Testing the solution
Create test data
The loader script creates some synthetic test data
cd ../loader
go get
# note you may see a warning about gopath if you are in Cloud Shell
go run main.go
You should see output that looks like:
bulking out
done bulking out
2019/03/05 16:55:33 Published Batch
2019/03/05 16:55:34 Published Batch
2019/03/05 16:55:35 Published Batch
2019/03/05 16:55:36 Published Batch
2019/03/05 16:55:37 Published Batch
2019/03/05 16:55:38 Published Batch
2019/03/05 16:55:39 Published Batch
2019/03/05 16:55:40 Published Batch
2019/03/05 16:55:41 Published Batch
2019/03/05 16:55:42 Published Batch
To test the age-based condition in the policy, let the loader run just for a moment, cancel by pressing Ctrl-C, and then wait a few minutes until the condition is triggered.
For a trigger based on backlog size, let the loader tool run for several minutes before canceling. (Do not let this script run indefinitely, since it will continue to generate billable volumes of data.)
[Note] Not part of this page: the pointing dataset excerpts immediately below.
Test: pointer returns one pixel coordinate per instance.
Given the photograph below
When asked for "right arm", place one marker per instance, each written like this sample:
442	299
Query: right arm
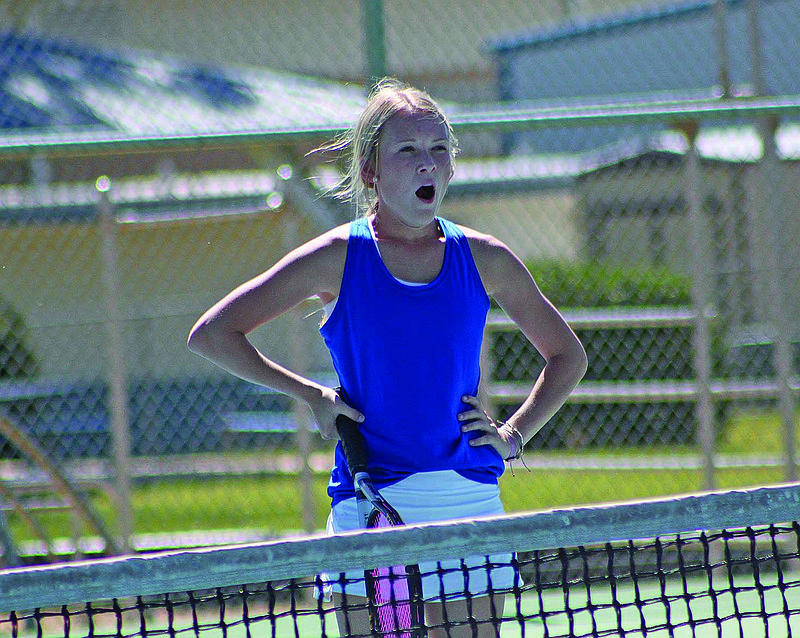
220	335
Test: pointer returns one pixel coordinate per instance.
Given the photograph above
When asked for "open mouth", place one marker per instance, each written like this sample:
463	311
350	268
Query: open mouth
426	193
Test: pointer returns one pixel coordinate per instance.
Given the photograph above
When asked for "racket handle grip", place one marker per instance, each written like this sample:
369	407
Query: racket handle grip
352	444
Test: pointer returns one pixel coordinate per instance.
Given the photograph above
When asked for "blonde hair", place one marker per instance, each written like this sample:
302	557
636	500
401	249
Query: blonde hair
359	144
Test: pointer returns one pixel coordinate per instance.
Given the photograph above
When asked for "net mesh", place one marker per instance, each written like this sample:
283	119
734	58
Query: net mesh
736	581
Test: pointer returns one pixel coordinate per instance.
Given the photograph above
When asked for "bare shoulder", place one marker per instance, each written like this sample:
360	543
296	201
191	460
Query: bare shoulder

Note that Cloud Monitoring metrics do not appear instantaneously; it takes some time for them to show in the alert policy charts. Also note that for the condition to fire, it has to be true for 1 minute (this is a configurable part of policy).
While you wait for an alert to fire, you can to check out the alerting policy overview.
Check the function logs
The Relay
function logs should show that the function was called.
The Archiver
function logs should show the archiving activity, including how many messages were archived.
Check the archive bucket
If you look in the data archive bucket in the Cloud Console storage browser you will see a set of nested folders by year/month/day and then named for the time the archive event occurred.
The size archive size is set to 1MB in this tutorial, though that is adjustable in the function code.
Limits of the pattern
This pattern is not appropriate for all cases. Notably, function invocations are limited to 10 minutes. This means that the alert policy should trigger often enough that the archive task completes within this timeframe.
If the data volume into Pub/Sub is too much to be archived by such a periodic task, it is better handled by a proper streaming Dataflow job.
Cleaning up and next steps
gcloud functions delete Archiver
gcloud functions delete StackDriverRelay
gcloud pubsub subscriptions delete bulk-drainer --topic demo-data
gcloud pubsub topics delete drain-tasks
gcloud pubsub topics delete demo-data
You can choose to delete the notifications and alert policy in the console.
Next steps
There are several ways to extend this pattern:
- Add scheduled run of the archiver using Cloud Scheduler as an extra backstop.
- Add conversion and compression (e.g., using Avro) to the data as you write it to Cloud Storage.
- Add nightly load of all archived files into BigQuery.